Factors affecting fixation

  1. Temperature – In general, an increase in temperature increases the rate of fixation but also increases the rate of autolysis and diffusion of cellular elements. Traditionally, 0 to 4 °C has been considered the ideal temperature for the fixation of specimens. Now fixation is routinely carried out at room temperature.
  1. Concentration of Fixative – If the concentration of fixative is too low the tissue will not fix.

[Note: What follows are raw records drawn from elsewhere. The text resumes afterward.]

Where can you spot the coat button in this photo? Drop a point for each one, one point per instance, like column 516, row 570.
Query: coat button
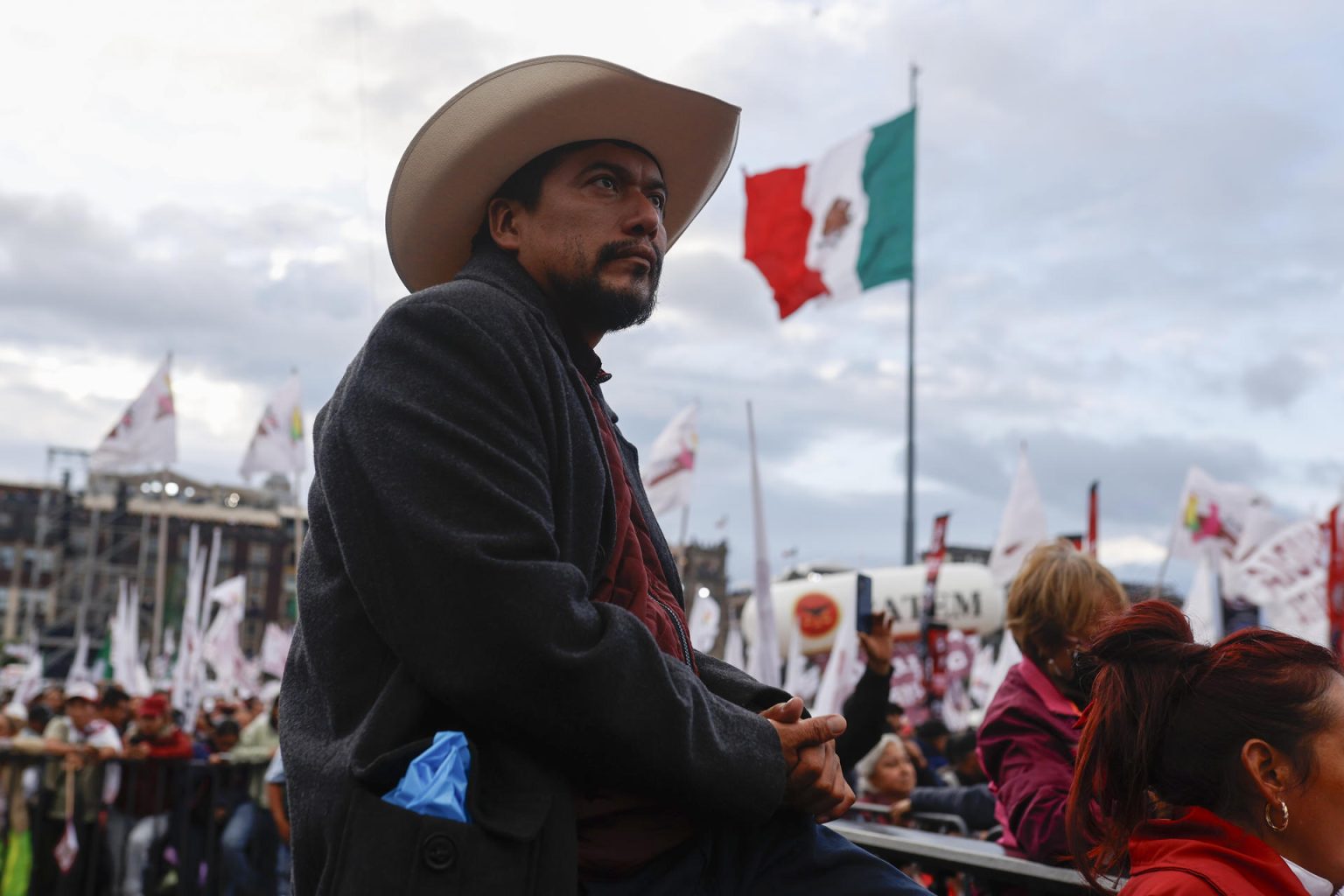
column 438, row 852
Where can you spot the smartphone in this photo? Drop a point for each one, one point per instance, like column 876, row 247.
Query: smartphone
column 863, row 604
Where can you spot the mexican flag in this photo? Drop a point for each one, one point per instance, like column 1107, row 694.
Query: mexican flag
column 840, row 225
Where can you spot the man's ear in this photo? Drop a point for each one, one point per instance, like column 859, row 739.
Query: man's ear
column 503, row 218
column 1269, row 770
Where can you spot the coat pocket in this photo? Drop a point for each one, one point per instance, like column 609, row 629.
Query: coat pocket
column 388, row 850
column 519, row 841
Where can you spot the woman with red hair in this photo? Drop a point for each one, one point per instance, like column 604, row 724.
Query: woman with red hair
column 1210, row 770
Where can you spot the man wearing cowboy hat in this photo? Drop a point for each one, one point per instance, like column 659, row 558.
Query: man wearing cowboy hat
column 483, row 559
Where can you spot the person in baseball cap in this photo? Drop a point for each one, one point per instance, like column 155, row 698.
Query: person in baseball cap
column 481, row 543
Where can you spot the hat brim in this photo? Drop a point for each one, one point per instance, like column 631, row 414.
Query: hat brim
column 492, row 128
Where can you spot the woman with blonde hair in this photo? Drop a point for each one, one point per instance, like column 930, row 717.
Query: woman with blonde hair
column 1028, row 739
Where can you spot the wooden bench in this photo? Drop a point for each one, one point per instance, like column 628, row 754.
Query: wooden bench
column 984, row 861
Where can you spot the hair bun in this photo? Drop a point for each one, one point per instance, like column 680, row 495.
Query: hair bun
column 1151, row 632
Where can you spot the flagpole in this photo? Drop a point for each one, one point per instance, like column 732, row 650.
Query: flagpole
column 298, row 524
column 160, row 569
column 1161, row 570
column 910, row 359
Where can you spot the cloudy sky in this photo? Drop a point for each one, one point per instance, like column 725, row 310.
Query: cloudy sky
column 1130, row 231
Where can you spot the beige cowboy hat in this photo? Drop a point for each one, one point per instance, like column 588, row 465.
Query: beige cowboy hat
column 486, row 132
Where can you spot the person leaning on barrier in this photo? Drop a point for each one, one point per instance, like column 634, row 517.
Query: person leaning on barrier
column 248, row 843
column 867, row 710
column 962, row 760
column 78, row 783
column 152, row 782
column 1028, row 735
column 483, row 559
column 115, row 708
column 1221, row 768
column 887, row 775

However, if the concentration is too high this may adversely affect the tissue and the outer layer of the tissue will fix too quickly and become too dense and will not penetrate the entire sample.

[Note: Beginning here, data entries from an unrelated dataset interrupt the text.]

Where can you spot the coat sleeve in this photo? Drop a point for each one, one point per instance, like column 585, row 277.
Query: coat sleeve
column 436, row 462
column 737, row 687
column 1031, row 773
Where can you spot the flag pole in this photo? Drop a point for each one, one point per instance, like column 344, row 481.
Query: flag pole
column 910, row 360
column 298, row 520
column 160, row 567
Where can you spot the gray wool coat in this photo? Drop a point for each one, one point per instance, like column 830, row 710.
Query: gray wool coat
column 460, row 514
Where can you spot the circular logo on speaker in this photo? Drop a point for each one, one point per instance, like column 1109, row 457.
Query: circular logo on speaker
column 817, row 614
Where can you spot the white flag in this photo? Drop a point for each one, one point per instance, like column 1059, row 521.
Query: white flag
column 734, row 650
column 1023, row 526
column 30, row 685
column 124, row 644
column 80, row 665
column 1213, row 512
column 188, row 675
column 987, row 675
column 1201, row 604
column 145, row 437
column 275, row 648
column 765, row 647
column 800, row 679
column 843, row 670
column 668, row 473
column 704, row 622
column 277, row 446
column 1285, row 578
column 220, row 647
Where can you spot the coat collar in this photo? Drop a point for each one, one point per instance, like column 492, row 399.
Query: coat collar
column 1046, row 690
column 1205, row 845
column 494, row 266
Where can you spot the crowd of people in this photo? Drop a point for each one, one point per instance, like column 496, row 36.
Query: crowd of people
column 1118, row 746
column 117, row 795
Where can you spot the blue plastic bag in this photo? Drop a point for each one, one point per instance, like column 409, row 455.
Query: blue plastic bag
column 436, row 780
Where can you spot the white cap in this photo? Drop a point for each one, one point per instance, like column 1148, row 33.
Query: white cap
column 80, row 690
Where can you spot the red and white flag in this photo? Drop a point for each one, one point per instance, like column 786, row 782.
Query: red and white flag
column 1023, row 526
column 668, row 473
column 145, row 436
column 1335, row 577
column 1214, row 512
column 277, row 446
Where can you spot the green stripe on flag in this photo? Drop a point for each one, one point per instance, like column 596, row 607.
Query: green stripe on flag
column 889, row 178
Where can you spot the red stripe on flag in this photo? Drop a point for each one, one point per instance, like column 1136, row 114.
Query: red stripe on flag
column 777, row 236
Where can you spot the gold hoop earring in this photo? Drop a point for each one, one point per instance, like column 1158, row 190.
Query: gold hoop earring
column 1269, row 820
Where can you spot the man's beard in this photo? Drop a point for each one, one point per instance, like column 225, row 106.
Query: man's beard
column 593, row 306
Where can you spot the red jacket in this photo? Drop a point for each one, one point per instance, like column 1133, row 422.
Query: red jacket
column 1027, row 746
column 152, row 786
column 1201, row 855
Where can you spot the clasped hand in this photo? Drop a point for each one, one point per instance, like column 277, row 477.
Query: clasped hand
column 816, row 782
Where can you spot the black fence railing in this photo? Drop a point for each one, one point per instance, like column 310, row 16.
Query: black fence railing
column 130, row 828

  1. Size of tissue – Between a 2–3 mm thickness is ideal for an adequate fixation.
  1. Fixative volume ratio– A fixative volume of at least 10-20 times greater than tissue volume to ensure that the entire tissue sample is fixed.

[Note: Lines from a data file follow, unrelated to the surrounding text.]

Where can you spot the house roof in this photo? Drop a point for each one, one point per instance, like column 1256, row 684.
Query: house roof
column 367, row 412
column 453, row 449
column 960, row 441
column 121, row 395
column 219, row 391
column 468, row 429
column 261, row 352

  1. Time interval – The faster you can get the tissue into a fixative the better.
  1. Time – Fixation taking place in Buffered Formalin can take place within 2 -8 hours however ideally within 24 hours. Prolonged fixation can cause hardening and shrinkage of tissue.
  1. pH – Fixation is best performed near neutral pH, ideally kept in the physiological range, between pH 6-8.

 

Summary

Fixation is one of the first steps of any histopathology study and ensuring this step is carried out correctly is pivotal to the entire process, any mistakes made at this initial stage can result in the loss of the diagnostic value of the sample. The specific protocols and techniques used may vary depending on the tissues being fixed, the fixative employed, and the requirements of the histological analysis however, proper tissue fixation is essential for obtaining high-quality histological specimens suitable for accurate diagnosis and research.